Hawaii personal information on stolen Safeway computer

November 5, 2005

By Gina Mangieri


Employees of one of Hawaii's largest retail chains may be at risk for identity theft after a manager's laptop computer containing names, Social Security numbers and other personal information about some Hawaii workers was stolen in California.

Identity theft is among the fastest-growing crimes, and prevention organizations say not enough is being done at most workplaces.

Safeway employs about 1,400 people at 18 stores across the islands. Some of their personal information was on a division director's computer now in a thief's hands -- information that could be used for identity theft.

"Our members received notification two months after the original incident, which concerns us," said Pat Loo of United Food and Commercial Workers, the union that represents Safeway employees.

The theft was in August from the manager's California home. A letter was sent in mid-October to all potentially affected employees. Several workers in Hawaii say they haven't seen a letter. Safeway corporate says that probably means they're not on the list.

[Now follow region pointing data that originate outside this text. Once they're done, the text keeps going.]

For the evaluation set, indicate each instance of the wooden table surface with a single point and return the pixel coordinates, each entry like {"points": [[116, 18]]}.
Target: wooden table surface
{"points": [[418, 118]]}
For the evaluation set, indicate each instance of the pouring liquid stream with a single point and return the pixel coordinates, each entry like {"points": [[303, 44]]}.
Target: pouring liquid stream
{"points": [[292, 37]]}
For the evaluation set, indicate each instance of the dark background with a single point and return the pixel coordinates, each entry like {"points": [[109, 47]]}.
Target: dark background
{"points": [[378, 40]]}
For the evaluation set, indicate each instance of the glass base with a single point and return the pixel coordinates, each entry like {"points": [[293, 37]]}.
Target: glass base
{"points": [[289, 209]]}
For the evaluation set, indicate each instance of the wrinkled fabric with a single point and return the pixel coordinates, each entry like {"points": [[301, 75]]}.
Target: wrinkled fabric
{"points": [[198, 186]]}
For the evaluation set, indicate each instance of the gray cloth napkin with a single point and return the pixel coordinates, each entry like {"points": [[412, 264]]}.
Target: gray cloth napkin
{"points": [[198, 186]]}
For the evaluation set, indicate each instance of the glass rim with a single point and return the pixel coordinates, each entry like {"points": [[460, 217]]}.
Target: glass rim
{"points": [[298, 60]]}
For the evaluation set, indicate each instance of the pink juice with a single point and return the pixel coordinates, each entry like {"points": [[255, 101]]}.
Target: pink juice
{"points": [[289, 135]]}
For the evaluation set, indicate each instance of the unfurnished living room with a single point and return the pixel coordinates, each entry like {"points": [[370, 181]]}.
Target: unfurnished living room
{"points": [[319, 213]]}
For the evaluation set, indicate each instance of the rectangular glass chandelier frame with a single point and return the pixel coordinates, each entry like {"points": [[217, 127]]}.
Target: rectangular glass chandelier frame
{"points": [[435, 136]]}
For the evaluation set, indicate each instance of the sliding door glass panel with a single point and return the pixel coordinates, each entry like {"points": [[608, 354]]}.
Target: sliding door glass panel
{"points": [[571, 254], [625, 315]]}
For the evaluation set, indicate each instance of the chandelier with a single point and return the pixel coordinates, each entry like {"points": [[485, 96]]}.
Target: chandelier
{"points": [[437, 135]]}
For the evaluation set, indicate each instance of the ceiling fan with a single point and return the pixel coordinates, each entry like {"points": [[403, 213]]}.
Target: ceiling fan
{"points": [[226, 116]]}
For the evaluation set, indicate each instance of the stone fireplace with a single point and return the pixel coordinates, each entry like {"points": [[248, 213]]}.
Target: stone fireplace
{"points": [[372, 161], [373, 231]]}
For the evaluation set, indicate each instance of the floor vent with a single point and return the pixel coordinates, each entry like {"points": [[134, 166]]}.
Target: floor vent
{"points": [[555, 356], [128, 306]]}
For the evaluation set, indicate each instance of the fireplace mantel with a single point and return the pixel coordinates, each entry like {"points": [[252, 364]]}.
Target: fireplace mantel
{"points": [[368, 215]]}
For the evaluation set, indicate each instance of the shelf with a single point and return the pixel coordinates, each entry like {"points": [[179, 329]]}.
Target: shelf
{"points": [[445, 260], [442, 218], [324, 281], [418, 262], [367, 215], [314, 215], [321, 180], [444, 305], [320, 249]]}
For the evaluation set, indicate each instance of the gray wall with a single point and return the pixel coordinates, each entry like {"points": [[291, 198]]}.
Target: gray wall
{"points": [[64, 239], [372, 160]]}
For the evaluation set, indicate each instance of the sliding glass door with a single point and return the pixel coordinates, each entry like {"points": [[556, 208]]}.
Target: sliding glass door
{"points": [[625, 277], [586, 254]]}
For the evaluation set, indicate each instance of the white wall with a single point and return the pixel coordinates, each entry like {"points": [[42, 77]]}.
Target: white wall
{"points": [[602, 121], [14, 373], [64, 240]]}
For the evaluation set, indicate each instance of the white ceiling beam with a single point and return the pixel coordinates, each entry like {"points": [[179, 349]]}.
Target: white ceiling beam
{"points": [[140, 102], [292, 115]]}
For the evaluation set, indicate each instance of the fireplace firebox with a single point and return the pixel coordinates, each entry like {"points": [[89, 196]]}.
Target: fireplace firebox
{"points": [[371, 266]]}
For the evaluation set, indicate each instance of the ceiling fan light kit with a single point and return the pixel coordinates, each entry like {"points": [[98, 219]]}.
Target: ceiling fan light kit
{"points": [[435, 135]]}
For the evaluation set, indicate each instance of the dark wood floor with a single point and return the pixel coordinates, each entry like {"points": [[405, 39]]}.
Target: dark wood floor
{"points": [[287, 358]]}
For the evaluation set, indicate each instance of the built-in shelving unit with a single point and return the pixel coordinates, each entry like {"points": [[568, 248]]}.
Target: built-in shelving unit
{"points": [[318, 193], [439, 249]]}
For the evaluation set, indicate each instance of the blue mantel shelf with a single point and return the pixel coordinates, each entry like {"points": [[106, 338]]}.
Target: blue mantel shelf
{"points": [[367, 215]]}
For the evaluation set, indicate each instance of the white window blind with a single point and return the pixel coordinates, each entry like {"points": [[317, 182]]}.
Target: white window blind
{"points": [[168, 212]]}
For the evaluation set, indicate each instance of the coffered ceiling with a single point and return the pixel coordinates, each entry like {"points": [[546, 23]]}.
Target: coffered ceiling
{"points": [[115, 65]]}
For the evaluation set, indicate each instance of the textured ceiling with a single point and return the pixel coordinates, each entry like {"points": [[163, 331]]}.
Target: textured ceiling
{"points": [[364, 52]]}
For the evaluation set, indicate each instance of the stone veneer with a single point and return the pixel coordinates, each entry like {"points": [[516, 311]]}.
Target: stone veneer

"That it was on a laptop and they had all of this information certainly that is something to be concerned about," Loo said.

A Safeway spokesperson said the laptop was password protected, and they will help employees address any credit problems if they arise. Safeway told the union they've since changed how they handle employee information.

"We know that the company has put out that they've put some safeguards in place," Loo said. "We don't know to what extent."

The union says there are no Hawaii reports about identity theft related to the laptop theft. But worried employees are calling in.

"It's a real big issue -- not only for our members, but everybody in concern," Loo said.

One national study shows the id theft crime rate up 80 percent in just one year. More than 600 people last year in Hawaii were victims of identity theft.

The possibility that more could be vulnerable because of an employer is a reminder to check how your own workplace protects personal information.

"If you weren't aware of it -- certainly, shame on you, if you're not going to exercise the knowledge you have with other employers," Loo said.